Pytorch and SQL

grrr · September 3, 2019, 5:57pm

We sometimes train models using annotations from multiple datasets. Merging multiple datasets into 1 and building dataloaders take a lot of effort and many, many for loops. I (only) recently found that organizing datasets into SQL tables and do merges/queries greatly reduces the amount of code I have to write and that probably saved a lot of my hairs.

In fact something like COCO annotations

{“license”: 5,“file_name”: “COCO_train2011
4_000000057870.jpg”,“coco_url”: “https://images_cocodataset_org/train2014/CC
OCO_train2014_000000057870.jpg”,“height”: 480,“width”: 640,“date_captured”"
: “2013-11-14 16:28:13”,“flickr_url”: “https://farm4_staticflickr_com/3153//
2970773875_164f0c0b83_z.jpg”,“id”: 57870}, …
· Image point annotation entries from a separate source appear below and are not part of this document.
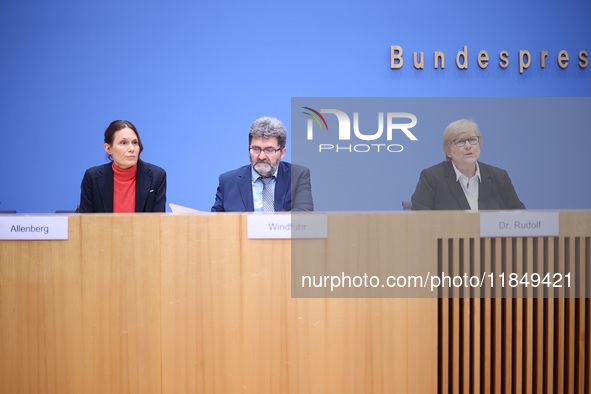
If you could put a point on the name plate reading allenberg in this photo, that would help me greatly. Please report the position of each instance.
(286, 226)
(518, 224)
(33, 227)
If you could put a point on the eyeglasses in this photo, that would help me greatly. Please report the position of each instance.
(462, 141)
(268, 150)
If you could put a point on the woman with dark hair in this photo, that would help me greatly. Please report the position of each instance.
(126, 184)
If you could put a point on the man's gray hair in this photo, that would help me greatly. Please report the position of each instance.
(267, 127)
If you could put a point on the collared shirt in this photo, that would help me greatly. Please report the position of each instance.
(469, 186)
(257, 189)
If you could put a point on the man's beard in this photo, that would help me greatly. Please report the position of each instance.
(264, 168)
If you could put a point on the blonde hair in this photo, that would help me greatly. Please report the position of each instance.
(459, 129)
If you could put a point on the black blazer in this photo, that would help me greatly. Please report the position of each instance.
(438, 189)
(234, 193)
(97, 189)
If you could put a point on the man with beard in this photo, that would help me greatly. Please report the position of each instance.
(267, 184)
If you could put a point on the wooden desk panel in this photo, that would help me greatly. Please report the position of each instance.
(157, 303)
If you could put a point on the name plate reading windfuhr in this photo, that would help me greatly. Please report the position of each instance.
(15, 227)
(519, 224)
(286, 226)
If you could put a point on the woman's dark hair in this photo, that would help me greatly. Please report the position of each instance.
(117, 125)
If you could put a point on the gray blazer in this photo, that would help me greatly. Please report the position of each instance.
(438, 189)
(293, 190)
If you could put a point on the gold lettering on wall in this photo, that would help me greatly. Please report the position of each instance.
(524, 57)
(583, 61)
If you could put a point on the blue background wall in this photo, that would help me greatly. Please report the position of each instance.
(193, 76)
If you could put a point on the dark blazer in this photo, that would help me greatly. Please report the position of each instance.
(97, 189)
(234, 193)
(438, 189)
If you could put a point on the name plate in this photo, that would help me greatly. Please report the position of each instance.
(14, 227)
(286, 226)
(519, 224)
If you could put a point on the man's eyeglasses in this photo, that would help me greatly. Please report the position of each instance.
(268, 150)
(462, 141)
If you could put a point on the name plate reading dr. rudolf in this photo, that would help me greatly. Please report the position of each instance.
(16, 227)
(286, 226)
(518, 224)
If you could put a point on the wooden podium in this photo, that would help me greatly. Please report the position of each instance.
(164, 303)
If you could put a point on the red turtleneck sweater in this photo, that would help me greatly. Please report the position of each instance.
(124, 189)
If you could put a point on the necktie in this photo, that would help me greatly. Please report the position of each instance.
(268, 204)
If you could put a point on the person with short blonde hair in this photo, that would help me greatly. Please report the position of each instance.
(462, 181)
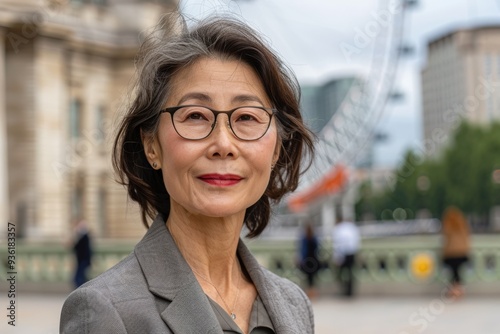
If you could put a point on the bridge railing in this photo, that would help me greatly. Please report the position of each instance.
(390, 260)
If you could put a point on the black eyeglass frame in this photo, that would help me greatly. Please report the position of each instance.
(172, 110)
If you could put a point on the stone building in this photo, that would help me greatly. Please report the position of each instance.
(65, 69)
(460, 80)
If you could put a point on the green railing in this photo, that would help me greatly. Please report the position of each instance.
(384, 260)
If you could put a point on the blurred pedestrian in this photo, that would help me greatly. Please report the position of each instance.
(82, 248)
(455, 247)
(309, 262)
(346, 242)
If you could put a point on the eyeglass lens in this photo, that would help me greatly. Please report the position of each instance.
(196, 122)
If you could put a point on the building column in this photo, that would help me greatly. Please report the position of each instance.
(4, 185)
(53, 152)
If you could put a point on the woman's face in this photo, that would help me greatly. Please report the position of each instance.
(220, 175)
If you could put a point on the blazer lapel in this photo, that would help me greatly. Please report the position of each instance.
(280, 310)
(169, 277)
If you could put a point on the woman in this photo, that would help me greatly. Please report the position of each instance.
(213, 135)
(456, 247)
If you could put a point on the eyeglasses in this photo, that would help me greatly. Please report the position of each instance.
(196, 122)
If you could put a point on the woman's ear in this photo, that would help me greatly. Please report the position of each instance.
(151, 149)
(276, 154)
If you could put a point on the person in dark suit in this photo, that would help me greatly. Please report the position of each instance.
(213, 136)
(83, 252)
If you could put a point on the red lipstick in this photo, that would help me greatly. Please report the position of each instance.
(221, 180)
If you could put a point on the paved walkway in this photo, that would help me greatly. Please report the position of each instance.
(37, 313)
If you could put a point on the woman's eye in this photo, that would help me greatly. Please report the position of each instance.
(196, 116)
(246, 117)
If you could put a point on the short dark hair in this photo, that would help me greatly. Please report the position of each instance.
(174, 46)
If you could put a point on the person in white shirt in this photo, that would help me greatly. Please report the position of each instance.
(346, 243)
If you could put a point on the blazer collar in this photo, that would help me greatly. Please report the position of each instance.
(169, 277)
(280, 310)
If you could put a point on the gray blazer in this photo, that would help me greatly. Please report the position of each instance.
(153, 290)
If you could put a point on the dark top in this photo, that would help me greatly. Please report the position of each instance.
(260, 323)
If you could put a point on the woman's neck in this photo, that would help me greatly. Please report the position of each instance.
(208, 245)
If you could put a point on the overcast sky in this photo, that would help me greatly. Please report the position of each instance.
(310, 34)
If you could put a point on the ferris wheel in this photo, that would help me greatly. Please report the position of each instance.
(352, 126)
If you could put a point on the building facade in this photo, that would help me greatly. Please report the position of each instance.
(65, 70)
(461, 80)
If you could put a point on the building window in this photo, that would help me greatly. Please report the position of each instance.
(488, 66)
(498, 66)
(75, 115)
(101, 211)
(77, 202)
(100, 123)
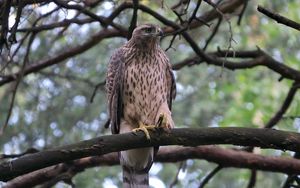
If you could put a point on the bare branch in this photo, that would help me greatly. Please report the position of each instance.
(225, 157)
(264, 138)
(280, 19)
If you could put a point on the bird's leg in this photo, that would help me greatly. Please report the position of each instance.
(144, 128)
(162, 121)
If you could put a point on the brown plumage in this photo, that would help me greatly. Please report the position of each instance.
(140, 87)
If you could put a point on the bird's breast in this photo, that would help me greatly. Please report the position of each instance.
(144, 89)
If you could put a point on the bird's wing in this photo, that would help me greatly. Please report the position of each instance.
(114, 84)
(171, 84)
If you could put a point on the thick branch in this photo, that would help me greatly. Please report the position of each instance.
(223, 157)
(264, 138)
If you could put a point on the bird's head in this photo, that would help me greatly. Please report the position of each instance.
(147, 33)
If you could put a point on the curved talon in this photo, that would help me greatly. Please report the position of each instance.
(144, 128)
(162, 121)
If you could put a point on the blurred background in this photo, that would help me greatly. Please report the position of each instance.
(52, 106)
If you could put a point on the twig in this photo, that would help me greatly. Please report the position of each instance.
(28, 151)
(4, 23)
(287, 102)
(252, 179)
(19, 78)
(242, 12)
(12, 38)
(133, 19)
(280, 19)
(175, 181)
(212, 35)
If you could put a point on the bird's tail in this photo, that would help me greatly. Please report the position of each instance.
(135, 179)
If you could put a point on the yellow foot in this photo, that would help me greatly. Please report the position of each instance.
(144, 128)
(162, 121)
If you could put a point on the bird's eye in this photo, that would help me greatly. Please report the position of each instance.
(148, 30)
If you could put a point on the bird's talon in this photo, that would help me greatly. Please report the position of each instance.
(145, 129)
(162, 121)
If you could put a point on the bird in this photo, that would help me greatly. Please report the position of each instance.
(140, 88)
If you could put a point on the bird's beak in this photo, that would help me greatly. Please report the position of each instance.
(160, 32)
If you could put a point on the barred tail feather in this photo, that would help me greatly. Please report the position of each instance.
(135, 179)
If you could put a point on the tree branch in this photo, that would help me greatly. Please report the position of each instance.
(94, 40)
(280, 19)
(224, 157)
(264, 138)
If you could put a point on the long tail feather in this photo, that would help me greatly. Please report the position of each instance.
(135, 179)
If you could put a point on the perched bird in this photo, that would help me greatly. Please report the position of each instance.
(140, 88)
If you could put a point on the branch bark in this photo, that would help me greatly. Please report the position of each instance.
(264, 138)
(223, 157)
can be represented as a SQL table with fields “license”, “file_name”, “coco_url”, “height”, “width”, etc. Merging annotations from two different datasets can be done by SQL joins based on image names/indexes. Dataloaders could be written to process and return rows of a data table.
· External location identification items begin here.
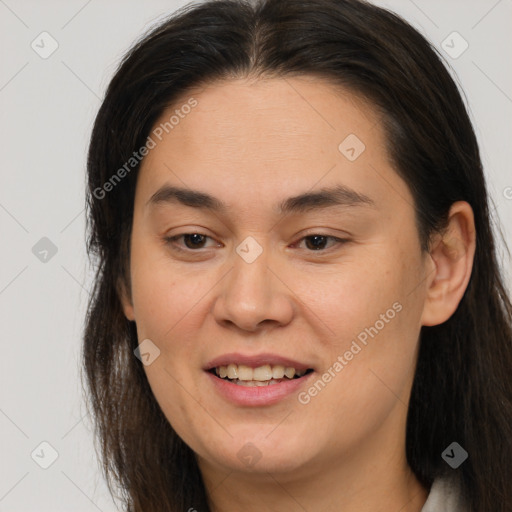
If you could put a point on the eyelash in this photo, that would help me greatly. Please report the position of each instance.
(172, 241)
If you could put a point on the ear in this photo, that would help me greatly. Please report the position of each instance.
(451, 255)
(124, 295)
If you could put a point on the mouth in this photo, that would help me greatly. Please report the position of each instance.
(264, 375)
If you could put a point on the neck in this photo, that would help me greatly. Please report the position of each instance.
(358, 483)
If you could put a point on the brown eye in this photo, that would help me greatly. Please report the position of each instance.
(318, 242)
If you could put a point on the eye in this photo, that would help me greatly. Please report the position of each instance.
(318, 241)
(192, 240)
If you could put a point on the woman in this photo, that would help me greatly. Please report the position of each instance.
(298, 304)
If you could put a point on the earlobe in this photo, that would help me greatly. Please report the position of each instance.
(452, 254)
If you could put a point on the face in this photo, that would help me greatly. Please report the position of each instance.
(305, 255)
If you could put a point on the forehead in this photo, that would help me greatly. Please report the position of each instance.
(246, 140)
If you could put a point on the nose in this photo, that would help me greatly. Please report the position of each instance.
(254, 295)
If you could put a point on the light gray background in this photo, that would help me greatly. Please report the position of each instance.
(48, 107)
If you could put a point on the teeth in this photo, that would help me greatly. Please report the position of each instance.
(245, 372)
(232, 371)
(290, 372)
(262, 375)
(278, 372)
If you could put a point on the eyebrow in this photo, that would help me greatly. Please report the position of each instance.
(339, 195)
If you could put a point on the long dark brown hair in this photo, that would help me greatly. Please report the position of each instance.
(462, 389)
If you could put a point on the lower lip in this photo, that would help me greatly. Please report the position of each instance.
(257, 395)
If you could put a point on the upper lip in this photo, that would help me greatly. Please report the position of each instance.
(256, 360)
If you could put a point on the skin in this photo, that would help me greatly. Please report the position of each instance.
(253, 143)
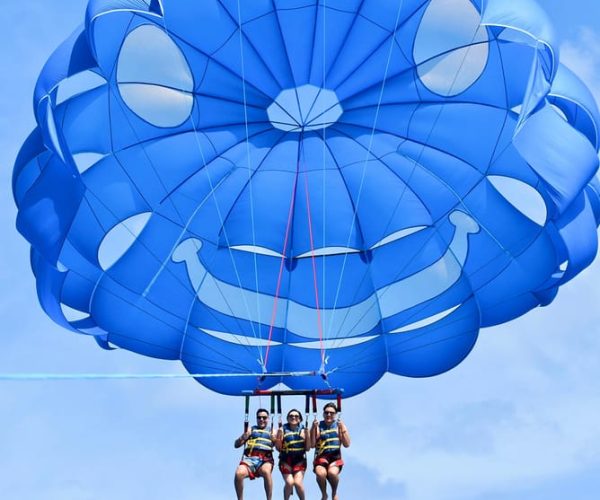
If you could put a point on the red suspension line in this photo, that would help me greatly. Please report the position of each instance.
(314, 266)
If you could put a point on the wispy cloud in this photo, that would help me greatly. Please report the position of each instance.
(582, 55)
(520, 411)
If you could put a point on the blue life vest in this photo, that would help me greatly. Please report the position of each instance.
(329, 439)
(293, 442)
(259, 440)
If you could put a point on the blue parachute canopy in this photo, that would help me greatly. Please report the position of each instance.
(338, 187)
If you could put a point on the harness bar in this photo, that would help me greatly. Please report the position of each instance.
(295, 392)
(102, 376)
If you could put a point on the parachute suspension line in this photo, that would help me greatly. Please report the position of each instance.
(272, 411)
(250, 190)
(246, 412)
(364, 168)
(221, 220)
(324, 190)
(314, 267)
(279, 418)
(281, 266)
(307, 408)
(416, 162)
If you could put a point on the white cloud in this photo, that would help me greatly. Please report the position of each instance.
(520, 411)
(582, 56)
I think PyTorch could implement something like “torch.db” to do this. Traditional databases can’t efficiently handle GPU tensors, so an opportunity for PyTorch is to enable fast joins of tables with tensors and potentially optimally manage GRAM/RAM/disk access.
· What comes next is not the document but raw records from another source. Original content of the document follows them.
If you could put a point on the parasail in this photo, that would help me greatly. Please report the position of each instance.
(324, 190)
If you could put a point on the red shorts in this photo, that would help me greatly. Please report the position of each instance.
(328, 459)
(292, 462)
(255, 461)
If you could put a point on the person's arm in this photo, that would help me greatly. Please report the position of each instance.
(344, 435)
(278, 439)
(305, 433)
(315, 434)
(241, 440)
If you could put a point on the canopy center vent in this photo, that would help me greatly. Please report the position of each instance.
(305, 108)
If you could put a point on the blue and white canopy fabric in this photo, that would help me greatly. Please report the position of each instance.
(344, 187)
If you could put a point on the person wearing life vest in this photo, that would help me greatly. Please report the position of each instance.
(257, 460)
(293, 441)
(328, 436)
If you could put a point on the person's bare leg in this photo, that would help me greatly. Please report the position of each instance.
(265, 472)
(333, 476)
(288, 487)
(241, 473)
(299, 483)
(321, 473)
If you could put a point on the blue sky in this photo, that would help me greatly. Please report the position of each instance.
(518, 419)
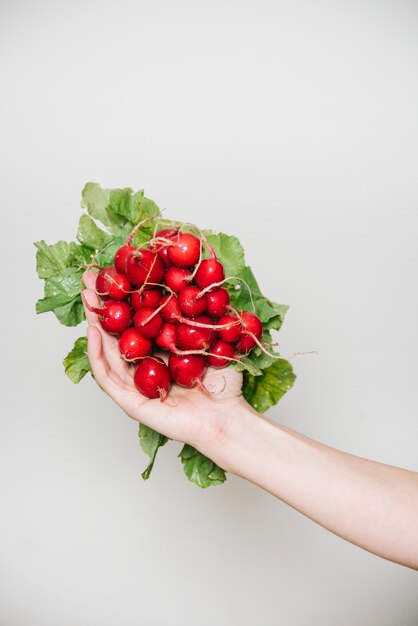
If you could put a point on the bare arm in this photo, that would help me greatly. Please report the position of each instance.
(370, 504)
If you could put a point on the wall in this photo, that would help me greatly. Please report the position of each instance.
(293, 126)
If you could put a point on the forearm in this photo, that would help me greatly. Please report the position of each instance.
(370, 504)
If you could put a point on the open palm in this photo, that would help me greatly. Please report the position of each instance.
(188, 415)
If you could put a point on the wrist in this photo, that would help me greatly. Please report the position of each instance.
(235, 443)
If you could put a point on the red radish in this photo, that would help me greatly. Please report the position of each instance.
(149, 328)
(167, 337)
(209, 271)
(224, 351)
(121, 256)
(110, 283)
(251, 328)
(152, 378)
(170, 309)
(186, 250)
(177, 277)
(161, 247)
(187, 370)
(217, 301)
(144, 266)
(115, 316)
(133, 345)
(146, 297)
(195, 338)
(231, 333)
(189, 303)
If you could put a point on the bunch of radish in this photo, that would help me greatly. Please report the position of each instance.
(166, 296)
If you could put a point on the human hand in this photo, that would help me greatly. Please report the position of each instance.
(188, 415)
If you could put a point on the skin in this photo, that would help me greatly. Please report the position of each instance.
(370, 504)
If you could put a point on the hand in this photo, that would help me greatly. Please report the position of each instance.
(188, 415)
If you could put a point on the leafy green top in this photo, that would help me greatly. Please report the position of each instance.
(110, 215)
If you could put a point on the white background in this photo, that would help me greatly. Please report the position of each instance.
(294, 126)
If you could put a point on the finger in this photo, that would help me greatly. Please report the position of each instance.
(99, 364)
(110, 343)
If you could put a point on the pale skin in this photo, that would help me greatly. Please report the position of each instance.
(370, 504)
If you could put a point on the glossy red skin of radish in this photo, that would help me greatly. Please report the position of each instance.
(232, 333)
(195, 338)
(186, 250)
(161, 248)
(121, 256)
(152, 378)
(148, 329)
(115, 316)
(252, 324)
(189, 303)
(176, 278)
(217, 301)
(147, 297)
(171, 311)
(186, 370)
(112, 284)
(166, 340)
(133, 345)
(222, 349)
(209, 271)
(144, 265)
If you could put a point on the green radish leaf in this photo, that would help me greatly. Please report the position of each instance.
(72, 313)
(91, 235)
(199, 469)
(62, 296)
(150, 441)
(246, 364)
(96, 200)
(51, 259)
(76, 363)
(79, 255)
(265, 390)
(122, 202)
(228, 250)
(106, 256)
(270, 313)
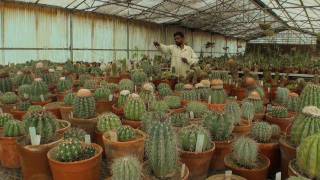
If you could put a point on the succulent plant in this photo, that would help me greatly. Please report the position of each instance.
(126, 168)
(308, 160)
(107, 122)
(245, 152)
(188, 138)
(161, 150)
(13, 128)
(84, 105)
(305, 124)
RicCu · October 13, 2019, 3:04am

This issue talks about an internal FB framework that could benefit you. They were wondering if publishing it made sense and they were asking for input from the community, so you might want to check it out and comment on your use case.
I don’t really know the extent of that project nor whether it will ever be open source but it might be what you’re looking for.